On the basis mainly of data from open-label trials, vancomycin is a treatment choice that is as effective as other available antibiotics for patients with gram-positive infections. Study design seems to make a major contribution to the outcome.
研究万古霉素与其他抗生素治疗革兰阳性感染的疗效和安全性。
检索主要电子数据库。使用荟萃分析方法合并 1950 年 1 月 1 日至 2011 年 9 月 15 日发表的随机对照试验的数据。

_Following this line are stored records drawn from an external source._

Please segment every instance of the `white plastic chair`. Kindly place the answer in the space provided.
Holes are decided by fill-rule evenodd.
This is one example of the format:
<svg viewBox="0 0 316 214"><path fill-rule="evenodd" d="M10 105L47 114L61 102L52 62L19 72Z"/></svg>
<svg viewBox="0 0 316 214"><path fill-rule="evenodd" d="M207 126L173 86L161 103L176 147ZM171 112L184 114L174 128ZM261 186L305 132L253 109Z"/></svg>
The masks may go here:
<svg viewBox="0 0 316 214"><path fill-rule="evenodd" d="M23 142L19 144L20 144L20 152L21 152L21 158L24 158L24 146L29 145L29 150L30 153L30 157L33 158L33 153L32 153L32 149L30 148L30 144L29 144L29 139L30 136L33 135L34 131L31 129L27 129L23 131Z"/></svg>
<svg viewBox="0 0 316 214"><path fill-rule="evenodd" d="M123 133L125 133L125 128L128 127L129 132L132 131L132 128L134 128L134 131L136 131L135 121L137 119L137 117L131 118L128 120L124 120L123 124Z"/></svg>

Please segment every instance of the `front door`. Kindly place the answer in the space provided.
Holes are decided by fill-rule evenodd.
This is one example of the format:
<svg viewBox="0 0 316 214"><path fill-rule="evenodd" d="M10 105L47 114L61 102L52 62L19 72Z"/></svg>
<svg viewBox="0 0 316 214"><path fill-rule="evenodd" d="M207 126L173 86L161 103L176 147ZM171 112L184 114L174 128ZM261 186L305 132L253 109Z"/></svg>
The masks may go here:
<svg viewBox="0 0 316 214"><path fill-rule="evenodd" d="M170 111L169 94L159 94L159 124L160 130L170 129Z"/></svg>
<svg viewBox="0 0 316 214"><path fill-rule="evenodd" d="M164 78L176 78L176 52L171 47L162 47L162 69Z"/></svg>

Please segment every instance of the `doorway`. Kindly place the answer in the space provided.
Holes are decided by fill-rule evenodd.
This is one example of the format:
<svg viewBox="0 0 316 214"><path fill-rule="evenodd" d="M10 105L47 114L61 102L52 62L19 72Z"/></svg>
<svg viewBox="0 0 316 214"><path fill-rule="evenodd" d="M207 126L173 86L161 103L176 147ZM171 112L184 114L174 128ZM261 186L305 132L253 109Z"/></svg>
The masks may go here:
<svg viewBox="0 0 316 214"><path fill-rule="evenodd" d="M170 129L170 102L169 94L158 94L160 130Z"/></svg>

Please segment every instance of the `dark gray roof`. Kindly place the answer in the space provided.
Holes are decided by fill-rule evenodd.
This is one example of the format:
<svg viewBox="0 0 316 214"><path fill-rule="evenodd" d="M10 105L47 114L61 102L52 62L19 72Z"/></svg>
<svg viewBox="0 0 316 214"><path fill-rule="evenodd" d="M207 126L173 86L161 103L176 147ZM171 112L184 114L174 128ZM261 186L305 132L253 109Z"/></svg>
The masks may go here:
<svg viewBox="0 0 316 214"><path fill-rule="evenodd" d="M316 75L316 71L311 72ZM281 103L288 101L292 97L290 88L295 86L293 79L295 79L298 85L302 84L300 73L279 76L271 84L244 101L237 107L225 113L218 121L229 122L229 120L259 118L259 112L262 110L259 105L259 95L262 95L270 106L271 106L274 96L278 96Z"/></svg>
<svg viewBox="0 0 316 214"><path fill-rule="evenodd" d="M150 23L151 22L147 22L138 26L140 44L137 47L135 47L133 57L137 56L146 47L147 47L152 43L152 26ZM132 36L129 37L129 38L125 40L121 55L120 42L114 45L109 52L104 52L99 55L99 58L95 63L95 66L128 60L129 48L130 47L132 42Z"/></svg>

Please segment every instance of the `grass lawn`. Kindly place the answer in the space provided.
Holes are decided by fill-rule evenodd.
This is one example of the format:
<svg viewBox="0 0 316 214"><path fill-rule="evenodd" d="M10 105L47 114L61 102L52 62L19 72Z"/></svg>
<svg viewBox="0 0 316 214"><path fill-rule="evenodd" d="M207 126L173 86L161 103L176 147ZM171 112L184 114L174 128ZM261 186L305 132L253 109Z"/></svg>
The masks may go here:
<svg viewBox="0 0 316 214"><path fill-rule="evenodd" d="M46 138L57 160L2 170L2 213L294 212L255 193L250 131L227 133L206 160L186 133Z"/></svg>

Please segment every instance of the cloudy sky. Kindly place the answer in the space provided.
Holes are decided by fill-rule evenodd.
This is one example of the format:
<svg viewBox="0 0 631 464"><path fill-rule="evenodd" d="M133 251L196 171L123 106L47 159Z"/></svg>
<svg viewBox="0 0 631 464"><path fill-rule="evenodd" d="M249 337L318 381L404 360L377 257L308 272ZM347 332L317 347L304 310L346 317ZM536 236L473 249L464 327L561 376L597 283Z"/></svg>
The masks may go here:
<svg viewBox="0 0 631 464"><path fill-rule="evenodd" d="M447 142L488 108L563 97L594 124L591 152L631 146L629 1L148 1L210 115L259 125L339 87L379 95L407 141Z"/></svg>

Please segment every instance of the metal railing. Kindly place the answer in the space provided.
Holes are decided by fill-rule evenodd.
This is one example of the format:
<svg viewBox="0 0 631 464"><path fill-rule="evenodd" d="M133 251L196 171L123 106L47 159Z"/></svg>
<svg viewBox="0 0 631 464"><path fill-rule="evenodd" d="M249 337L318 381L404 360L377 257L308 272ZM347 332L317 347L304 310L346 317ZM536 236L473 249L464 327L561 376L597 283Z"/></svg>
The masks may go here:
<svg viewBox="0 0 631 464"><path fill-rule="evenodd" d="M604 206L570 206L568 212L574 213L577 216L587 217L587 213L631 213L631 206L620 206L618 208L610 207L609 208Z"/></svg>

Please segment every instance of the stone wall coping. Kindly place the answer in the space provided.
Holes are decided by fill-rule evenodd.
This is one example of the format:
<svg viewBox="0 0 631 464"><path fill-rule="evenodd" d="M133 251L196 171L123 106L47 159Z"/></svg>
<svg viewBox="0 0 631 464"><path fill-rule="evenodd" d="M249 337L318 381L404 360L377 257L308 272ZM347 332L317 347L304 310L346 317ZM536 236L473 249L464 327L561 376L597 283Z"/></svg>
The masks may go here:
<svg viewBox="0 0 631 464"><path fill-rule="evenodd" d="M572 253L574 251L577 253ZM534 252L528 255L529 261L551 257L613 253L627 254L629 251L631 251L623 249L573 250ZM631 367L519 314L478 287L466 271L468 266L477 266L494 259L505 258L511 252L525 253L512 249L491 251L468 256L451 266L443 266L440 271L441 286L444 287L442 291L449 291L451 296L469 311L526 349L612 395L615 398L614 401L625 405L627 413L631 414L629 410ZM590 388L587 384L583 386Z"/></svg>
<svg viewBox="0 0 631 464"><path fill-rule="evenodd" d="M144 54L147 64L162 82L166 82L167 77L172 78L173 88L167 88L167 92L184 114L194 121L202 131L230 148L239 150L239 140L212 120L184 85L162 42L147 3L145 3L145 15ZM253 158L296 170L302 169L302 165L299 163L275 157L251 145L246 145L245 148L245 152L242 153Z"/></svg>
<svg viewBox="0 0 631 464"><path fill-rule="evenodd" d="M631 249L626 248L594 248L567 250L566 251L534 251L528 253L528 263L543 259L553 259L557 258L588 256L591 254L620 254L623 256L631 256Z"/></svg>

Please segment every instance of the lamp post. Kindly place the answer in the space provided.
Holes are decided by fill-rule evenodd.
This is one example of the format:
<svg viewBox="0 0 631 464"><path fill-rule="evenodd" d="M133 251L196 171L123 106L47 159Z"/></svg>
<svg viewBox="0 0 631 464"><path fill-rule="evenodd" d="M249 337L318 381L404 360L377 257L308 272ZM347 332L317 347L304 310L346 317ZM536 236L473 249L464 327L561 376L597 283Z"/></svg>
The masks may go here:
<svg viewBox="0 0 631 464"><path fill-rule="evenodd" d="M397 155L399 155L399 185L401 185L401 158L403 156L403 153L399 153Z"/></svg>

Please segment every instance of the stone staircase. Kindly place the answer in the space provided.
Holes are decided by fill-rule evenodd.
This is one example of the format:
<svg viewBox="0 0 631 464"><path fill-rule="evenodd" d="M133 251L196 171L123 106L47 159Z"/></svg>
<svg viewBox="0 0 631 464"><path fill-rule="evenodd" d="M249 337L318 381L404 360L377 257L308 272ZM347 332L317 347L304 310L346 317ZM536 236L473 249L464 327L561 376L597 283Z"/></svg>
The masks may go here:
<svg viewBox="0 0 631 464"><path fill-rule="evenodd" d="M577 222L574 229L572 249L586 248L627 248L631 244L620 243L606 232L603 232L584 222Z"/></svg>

共有 53 项比较万古霉素与利奈唑胺、达托霉素、奎奴普丁/达福普汀、替加环素、头孢洛林、头孢比普、替拉万星、替考拉宁、伊克拉普林和达巴万星的试验纳入荟萃分析。个别抗生素与万古霉素疗效相当,只有利奈唑胺治疗皮肤软组织感染的疗效优于万古霉素(比值比 [OR],1.61;95%置信区间 [CI],1.07-2.43)。意向治疗人群中比较药物与万古霉素疗效相当(OR,1.08;95%CI,0.98-1.18),但在所有感染合并分析时,在可评估人群中(OR,1.14;95%CI,1.02-1.27),比较药物疗效更好。当合并所有试验的可用数据时,在研究中性粒细胞减少伴发热(OR,1.07;95%CI,0.82-1.39)、肺炎(OR,1.10;95%CI,0.87-1.37)、菌血症(OR,1.05;95%CI,0.76-1.45)和皮肤软组织感染(OR,1.11;95%CI,0.89-1.39)的患者中,未观察到差异。在开放标签(OR,1.28;95%CI,1.08-1.50)而非双盲试验(OR,1.04;95%CI,0.90-1.20)中,比较药物疗效更好。研究抗生素引起的总不良事件(OR,1.07;95%CI,0.90-1.28)和因不良事件退出试验的患者(OR,0.86;95%CI,0.68-1.09)在比较组中相似。当所有试验均纳入分析时,万古霉素与比较抗生素的死亡率无差异(OR,1.09;95%CI,0.96-1.23)。在开放标签(OR,1.27;95%CI,1.05-1.54)而非双盲试验(OR,0.96;95%CI,0.80-1.14)中,比较药物与更高的死亡率相关。
主要基于开放标签试验数据,万古霉素是治疗革兰阳性感染的一种选择,与其他可用抗生素疗效相当。研究设计似乎对结果有重大影响。